Immagini false. Le segnali alle persone che - ne sei certa perché le conosci, conosci la loro storia - le diffondono attraverso giornali o il classico post social con la vuota scritta "dal web": neanche, tragicamente, fa differenza, visto che la mancanza di controllo è una malattia dilagante. Il risultato alla segnalazione è quasi sempre il silenzio, se non il livore: che importa se la foto è falsa, la tragedia è vera.
Una tale indifferenza
Quindi io, per dimostrare una tragedia vera, devo usare immagini false? Sono autorizzato, anzi è auspicabile?
Falso. Vero. Tutto insieme, con una tale indifferenza, che non mi fa solo male: mi incute timore per la direzione che sta prendendo questo mondo ricco di informazioni, sparse così confusamente da calzare a pennello con verità precostituite.
Dal Medioevo con prudenza
Non posso nascondere un senso di frustrazione e impotenza come persona e come giornalista. Come persona, perché in realtà l'importanza delle fonti mi è stata inculcata molto tempo addietro, dalla scuola e dall'università. Storia della filosofia medievale, mi ricordo all'Università Cattolica un'intera lezione su questo fronte.
L'ho anche esplorato nella mia piccola vita di ricerca. Ad esempio, sono una studiosa dei Plantageneti: da Eleonora di Aquitania in giù. Tutti inchinati davanti a Riccardo Cuor di Leone, di leggenda in leggenda (e anche di fumetto in fumetto), mentre Giovanni Senza Terra era il crudele e incapace. Come se la crudeltà fosse una caratteristica esclusiva del principe eternamente ultimo o eterno secondo (ne ho trattato nel mio libro L'importanza di essere secondi, edito da Nomos). Ci sono voluti secoli e attenzione a fonti differenti per mettere in crisi parziale questo impianto.
Le fonti vanno studiate tutte. Le fonti, non sono tutte uguali. Sembra una contraddizione. Ma le fonti vanno coltivate con l'acqua del dubbio e sboccia il discernimento.
L'uguale credito e l'epilogo
Corro avanti, forse troppo, rispetto ai secoli tutt'altro che bui del bistrattato Medioevo. Gli anni oscuri del terrorismo in Italia, il mio tormento è sempre lo stesso: immagino se i giornali avessero dato uguale credito ai terroristi e allo Stato (anzi magari un po' di più ai primi), come sarebbe stata la narrazione. Ma soprattutto: quale sarebbe stato l'epilogo?

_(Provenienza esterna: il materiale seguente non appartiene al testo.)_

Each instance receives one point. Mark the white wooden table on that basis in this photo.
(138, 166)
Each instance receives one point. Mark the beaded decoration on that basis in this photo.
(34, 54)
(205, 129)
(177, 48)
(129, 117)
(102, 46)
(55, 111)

E qual era l'epilogo che sognavo, ma non in maniera ingenua, sul Medio Oriente oltre vent'anni fa? Quando grazie ad Angelica Calò Livné e al teatro di Beresheet LaShalom con i ragazzi ebrei, musulmani e cristiani, vedevo fiorire prove di pace capaci di mettere in fuga l'urlo della violenza?
Oggi, se non mi lascio andare alla disperazione, è ancora una volta grazie a lei. Ad Angelica in Israele, all'amica palestinese Samar, alle tante donne coraggiose che ascolto accanto a loro.
Ho molto pudore a condividere notizie sul dramma che sta scuotendo due popoli, non solo perché cerco sempre di dedicare tempo al controllo, ma perché a volte anche una parola in un contesto giusto può provocare un dolore. E si sta soffrendo già troppo.
Tutt'attorno a me, però, non è così. Vedo calare sulle piattaforme e sui cuori implacabili giudizi, tanto livore, slogan allucinanti che invece di avvicinare due popoli li vogliono nemici per sempre.
Ripenso a quando ho cominciato a fare la giornalista, senza computer, senza un mare di informazioni a cui attingere; avverto la fatica nel reperire dettagli attendibili in quelle condizioni: adesso mi sembra un'operazione in scioltezza, quella che affrontavo in quegli anni. Mi schiaccia molto di più oggi, questa tempesta di notizie, scritte senza dubbi e con l'ombra di una sceneggiatura perfetta, in cui affondano subito artigli e denti famelici seminatori di odio.
Quella fatica mi appare come un gioiello che abbiamo perso, spero non per sempre. Io provo ad accarezzarla ancora, fino a quando farò anche questo mestiere e fino a quando vivrò, e a non lasciarmi opprimere da questo clima di odio seminato da chi parla di pace ma "dimentica" un popolo. Spesso fallisco, ma quando ci riesco invece è grazie alle donne di Luce che nonostante le ferite mi spingono a guardare avanti.
Con gli occhi a volte doloranti per le lacrime, ma non annebbiati dalle false certezze.
La fatica sarà perduta, e così i dubbi, e molto altro. Non può esserlo, del tutto, l'amore.